При этих словах много взглядов устремилось в сторону Студенцова, сидевшего возле Андрея Ильича. Послышались шепот, заметно стало движение. Яков Гаврилович поднял глаза на Сорокина и одобрительно кивнул головой.

– Всегда ли мы помним эти заветы? – с тревогой в голосе спрашивал Сорокин. – Спросите себя и ответьте по совести. Всегда ли мы осторожны в разговоре с больным, правильно ли учитываем его состояние, не навязываем ли ему излишних страданий? Я слышал, как больной жаловался на приеме, что положение его неважно, до крайности скверно: врачи установили, что у него нет селезенки. На самом же деле они между собой говорили, что селезенка не прощупывается и нет основания считать печень больной. Не будем грешить против правды, сколько здоровых людей из–за нашей неосторожности считают себя инвалидами. Одному указали на недостаточность у него желудочного сока – больной истолковал это на собственный лад, опасения и страхи сделали свое дело, и у человека пропал желудочный сок. Другого, одержимого сердечными болями, так долго расспрашивали, не отдают ли эти боли в левую руку, что он вообразил себя больным грудной жабой. Неосторожные расспросы о том, нет ли раковых больных среди близких и дальних родственников больного, становятся часто источником напрасных тревог и страданий. Две тысячи лет после смерти Гиппократа мы все еще повторяем его слова: «Оставляйте в неведении больного относительно того, что ему предстоит и угрожает», – повторяем и все же забываем…

Сорокин тряхнул копной своих черных непокорных волос и некоторое время помолчал.
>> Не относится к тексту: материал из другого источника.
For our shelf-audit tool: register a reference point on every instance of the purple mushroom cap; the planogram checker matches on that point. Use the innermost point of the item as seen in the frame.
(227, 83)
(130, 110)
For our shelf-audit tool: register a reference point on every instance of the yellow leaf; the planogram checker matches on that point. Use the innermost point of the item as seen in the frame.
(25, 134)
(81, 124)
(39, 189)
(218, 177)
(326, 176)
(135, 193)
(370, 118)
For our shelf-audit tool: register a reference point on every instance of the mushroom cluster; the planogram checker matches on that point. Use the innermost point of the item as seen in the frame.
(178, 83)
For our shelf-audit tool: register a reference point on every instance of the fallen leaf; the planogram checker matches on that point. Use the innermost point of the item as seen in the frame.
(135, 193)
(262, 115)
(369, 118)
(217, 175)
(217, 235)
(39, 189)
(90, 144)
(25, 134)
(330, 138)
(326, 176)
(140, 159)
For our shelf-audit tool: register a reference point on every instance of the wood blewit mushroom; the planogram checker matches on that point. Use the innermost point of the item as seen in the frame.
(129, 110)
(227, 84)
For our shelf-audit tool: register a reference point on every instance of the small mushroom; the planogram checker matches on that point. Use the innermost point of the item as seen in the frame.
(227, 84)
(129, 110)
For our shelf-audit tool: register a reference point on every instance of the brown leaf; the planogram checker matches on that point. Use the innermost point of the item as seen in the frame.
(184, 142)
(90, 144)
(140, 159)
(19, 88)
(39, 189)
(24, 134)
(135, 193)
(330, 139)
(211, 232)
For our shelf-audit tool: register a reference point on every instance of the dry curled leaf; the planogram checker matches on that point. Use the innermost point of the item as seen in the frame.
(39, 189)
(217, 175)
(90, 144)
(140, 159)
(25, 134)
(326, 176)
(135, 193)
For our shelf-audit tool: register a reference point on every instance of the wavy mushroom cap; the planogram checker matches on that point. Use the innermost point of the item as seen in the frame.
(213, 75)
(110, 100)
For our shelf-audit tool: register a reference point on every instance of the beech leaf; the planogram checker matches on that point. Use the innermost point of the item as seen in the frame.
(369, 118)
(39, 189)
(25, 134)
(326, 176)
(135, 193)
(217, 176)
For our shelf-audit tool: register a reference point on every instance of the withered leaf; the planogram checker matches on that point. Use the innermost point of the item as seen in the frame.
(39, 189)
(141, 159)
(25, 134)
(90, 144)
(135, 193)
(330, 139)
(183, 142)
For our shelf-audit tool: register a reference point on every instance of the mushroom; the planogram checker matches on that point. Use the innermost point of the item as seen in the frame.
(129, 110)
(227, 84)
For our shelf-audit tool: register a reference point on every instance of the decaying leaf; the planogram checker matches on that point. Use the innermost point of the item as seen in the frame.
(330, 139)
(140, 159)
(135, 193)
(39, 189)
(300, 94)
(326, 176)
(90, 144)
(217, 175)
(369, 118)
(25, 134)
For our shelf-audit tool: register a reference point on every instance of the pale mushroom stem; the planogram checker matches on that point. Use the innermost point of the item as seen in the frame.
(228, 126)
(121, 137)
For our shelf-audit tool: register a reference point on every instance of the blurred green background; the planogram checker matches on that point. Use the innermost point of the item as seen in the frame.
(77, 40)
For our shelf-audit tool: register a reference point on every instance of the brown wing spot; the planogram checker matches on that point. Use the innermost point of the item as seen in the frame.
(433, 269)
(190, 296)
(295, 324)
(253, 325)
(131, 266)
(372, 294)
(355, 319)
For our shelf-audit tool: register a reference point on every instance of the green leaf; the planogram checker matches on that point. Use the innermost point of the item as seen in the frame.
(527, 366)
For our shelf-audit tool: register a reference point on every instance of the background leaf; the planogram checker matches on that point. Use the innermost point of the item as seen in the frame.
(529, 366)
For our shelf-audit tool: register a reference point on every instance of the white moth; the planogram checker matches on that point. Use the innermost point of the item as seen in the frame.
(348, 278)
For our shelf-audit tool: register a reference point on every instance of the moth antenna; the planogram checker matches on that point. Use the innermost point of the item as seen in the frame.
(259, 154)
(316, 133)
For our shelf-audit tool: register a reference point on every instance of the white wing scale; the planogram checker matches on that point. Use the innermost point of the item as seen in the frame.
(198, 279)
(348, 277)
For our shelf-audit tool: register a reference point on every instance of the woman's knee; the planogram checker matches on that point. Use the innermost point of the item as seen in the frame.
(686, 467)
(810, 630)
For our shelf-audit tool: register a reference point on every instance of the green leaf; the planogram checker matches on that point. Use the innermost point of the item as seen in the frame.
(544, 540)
– Надо иной раз поучиться и у больного, – с добродушной откровенностью продолжал он. – Больной – мой консультант, и я многим обязан ему. Помню первое грыжесечение в маленькой сельской больничке. Операция проведена, больной выздоравливает, и я говорю ему: «Можете теперь понемногу ходить». – «Спасибо, – отвечает он, – но я уже давно хожу». – «Как так давно, – не понимаю я, – кто вам позволил?» – «Не я один так, – не смущается мой больной, – все гак, другой день после операции, а уже ходят». Сейчас таких оперированных врачи отсылают на ногах из операционной в палату, я же тогда не сообразил воспользоваться уроком… Не грех иной раз и правилам поведения у других поучиться, и даже у больных. Их замечания бывают справедливы, и долг наш прислушаться к ним. Приходит ко мне на днях шофер машины «Скорой помощи» и говорит: «Хорош дежурный врач! Ему человека на носилках приносят, а он вышел принимать его с папироской в зубах».

В самой природе публичного выступления заложено семя конфликта между тем, кто говорит и кто его слушает. Особенно, когда сталкиваются неоднородные интересы. В гражданской скорби говорящего, и его строгих размышлениях одним слышатся укоры, недосказанное обличение, другим – намеки на тайны, давно, казалось, забытые, и угроза это тайное сделать явным. Чем значительней и глубже затронутые проблемы, тем острее это столкновение и тем многообразней отклик аудитории.

Речь Сорокина одним казалась слишком взыскательной, как если бы институт перед ним провинился, и он решил всех отчитать. Другим – полезной лекцией о советском гуманизме, преподанной в назидательном тоне. Некоторые мысленно упрекали заместителя в честолюбивом желании вызвать к себе незаслуженный интерес. Сам докладчик был уверен, что ни хвалить, ни порицать его не за что, высказанные им мысли общеизвестны и долг его был лишь напомнить о них.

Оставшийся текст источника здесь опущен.